Hyponatremia is a frequent complication of advanced cirrhosis with ascites associated with increased morbidity and mortality. It is caused by an impairment in the renal capacity to eliminate solute-free water and is considered to be related to persistent secretion of vasopressin despite low serum osmolality. This nonosmotic release of vasopressin is mediated by the autonomic nervous system, which senses the underfilling of arterial vascular component. This reduction of effective arterial blood volume is closely related to the development of ascites. Although the short-time effects of vasopressin V2 receptor antagonists (vaptans) on hyponatremia and ascites have been repeatedly reported, their effects on the long-term management of cirrhotic ascites have not been established yet. Considering that their effects on water diuresis and their safety are limited by severe underfilling state of patients, cautious approaches with adequate monitoring are needed to advanced cirrhosis. Proper indication, adequate doses and new possibility of combination therapy should be explored in the future controlled study. As hyponatremia is frequent obstacle to ascites management, judicious combination with low-dose diuretics may decrease the incidence of refractory ascites. Although vaptans show much promise in the treatment of advanced cirrhosis, the problem of high cost should be solved for the future.

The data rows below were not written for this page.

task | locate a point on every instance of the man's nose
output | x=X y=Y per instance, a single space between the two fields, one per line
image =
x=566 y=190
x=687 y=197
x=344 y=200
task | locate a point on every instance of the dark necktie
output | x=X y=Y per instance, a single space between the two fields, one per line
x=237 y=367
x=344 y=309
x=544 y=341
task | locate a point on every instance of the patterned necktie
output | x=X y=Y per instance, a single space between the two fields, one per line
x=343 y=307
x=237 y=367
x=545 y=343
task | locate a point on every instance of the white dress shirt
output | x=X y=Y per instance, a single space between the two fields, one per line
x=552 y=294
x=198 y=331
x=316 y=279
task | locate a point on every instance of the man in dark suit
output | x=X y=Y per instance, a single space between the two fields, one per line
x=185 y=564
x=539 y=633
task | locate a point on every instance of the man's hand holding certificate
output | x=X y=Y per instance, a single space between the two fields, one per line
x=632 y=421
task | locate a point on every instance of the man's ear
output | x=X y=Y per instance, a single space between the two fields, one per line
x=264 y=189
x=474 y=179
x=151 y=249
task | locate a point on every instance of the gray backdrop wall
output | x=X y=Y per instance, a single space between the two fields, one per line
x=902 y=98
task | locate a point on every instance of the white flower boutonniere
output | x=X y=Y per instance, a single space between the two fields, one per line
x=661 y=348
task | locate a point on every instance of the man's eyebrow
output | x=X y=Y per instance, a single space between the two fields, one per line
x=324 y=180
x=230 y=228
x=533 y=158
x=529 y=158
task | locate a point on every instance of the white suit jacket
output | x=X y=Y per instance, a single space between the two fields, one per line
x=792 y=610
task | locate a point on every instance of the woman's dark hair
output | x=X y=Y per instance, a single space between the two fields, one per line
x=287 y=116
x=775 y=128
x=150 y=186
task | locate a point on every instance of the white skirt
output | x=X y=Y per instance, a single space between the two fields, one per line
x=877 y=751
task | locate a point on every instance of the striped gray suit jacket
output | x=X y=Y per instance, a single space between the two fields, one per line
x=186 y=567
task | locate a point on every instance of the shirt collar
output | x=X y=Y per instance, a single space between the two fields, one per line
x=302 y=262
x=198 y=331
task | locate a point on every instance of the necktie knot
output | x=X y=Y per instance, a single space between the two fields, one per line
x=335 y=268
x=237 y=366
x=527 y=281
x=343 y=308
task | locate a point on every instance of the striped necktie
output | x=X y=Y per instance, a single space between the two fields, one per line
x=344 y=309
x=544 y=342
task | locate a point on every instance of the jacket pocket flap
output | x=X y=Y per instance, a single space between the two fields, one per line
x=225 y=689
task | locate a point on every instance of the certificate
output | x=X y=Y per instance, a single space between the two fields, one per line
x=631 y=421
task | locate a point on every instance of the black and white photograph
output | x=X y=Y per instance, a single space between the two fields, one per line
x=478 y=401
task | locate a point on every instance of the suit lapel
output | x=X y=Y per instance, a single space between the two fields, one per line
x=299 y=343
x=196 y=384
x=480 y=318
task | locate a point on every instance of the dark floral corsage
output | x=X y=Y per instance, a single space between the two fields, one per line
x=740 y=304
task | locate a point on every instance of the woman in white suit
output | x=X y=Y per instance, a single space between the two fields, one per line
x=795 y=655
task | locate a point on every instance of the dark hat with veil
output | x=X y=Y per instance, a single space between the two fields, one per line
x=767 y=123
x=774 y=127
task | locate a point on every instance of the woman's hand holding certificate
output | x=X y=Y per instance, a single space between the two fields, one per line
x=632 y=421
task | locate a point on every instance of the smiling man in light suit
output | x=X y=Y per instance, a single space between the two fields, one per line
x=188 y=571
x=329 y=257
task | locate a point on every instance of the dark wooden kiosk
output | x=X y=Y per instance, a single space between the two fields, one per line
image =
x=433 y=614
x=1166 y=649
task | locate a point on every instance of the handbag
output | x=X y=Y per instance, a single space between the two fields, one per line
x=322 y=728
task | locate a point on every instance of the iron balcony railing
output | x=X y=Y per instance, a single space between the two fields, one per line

Keywords: Ascites; Hyponatremia; Liver cirrhosis; Pathophysiology; V2 receptor antagonist.

Figure 1

Phatophysiologic backgrounds and main theories of ascites formation in liver cirrhosis. The pathogenetic events leading to ascites formation in patients with liver cirrhosis are multifactorial. They include hepatic venous outflow block, portal hypertension and hypoalbuminemia as hepatic factors, hyperdynamic circulation, peripheral arterial vasodilation, decreased effective circulating blood volume and altered neurohumoral systems as systemic circulatory factors, and enhanced salt and water reabsorption in proximal and distal nephron and convoluted duct related to intrarenal haemodynamic derangement as renal factors. They are closely interrelated and enhance salt and water reabsorption in the kidney. The activities of the two major vasoconstrictor and antinatriuretic systems, the renin-angiotensin-aldosteron system and the sympathetic nervous system, are increased in most cirrhotics with tense ascites. Increased plasma level of arginine vasopressin enhances water reabsorption in the collecting duct and contributes to water retention. Endothelin, an endothelial-derived peptide with marked vasoconstrictor activity, is also increased in advanced cirrhosis[86,87]. Increased endothelin levels were proven to be related to creatinine clearance, effective renal plasma flow[88], serum creatinine and blood pressure[89], and may also contribute to renal dysfunction in patients with cirrhosis[88]. Three main hypotheses, the underfilling theory, the overflow theory and the peripheral arterial vasodilation theory, are considered to explain variable pathophysiological changes occurred in a patient with advanced liver cirrhosis. VIP: Vasoactive intestinal peptide; CGRP: Calcitonin gene-related peptide; PG: Prostaglandin; TX; Thromboxane; LT: Leukotriene.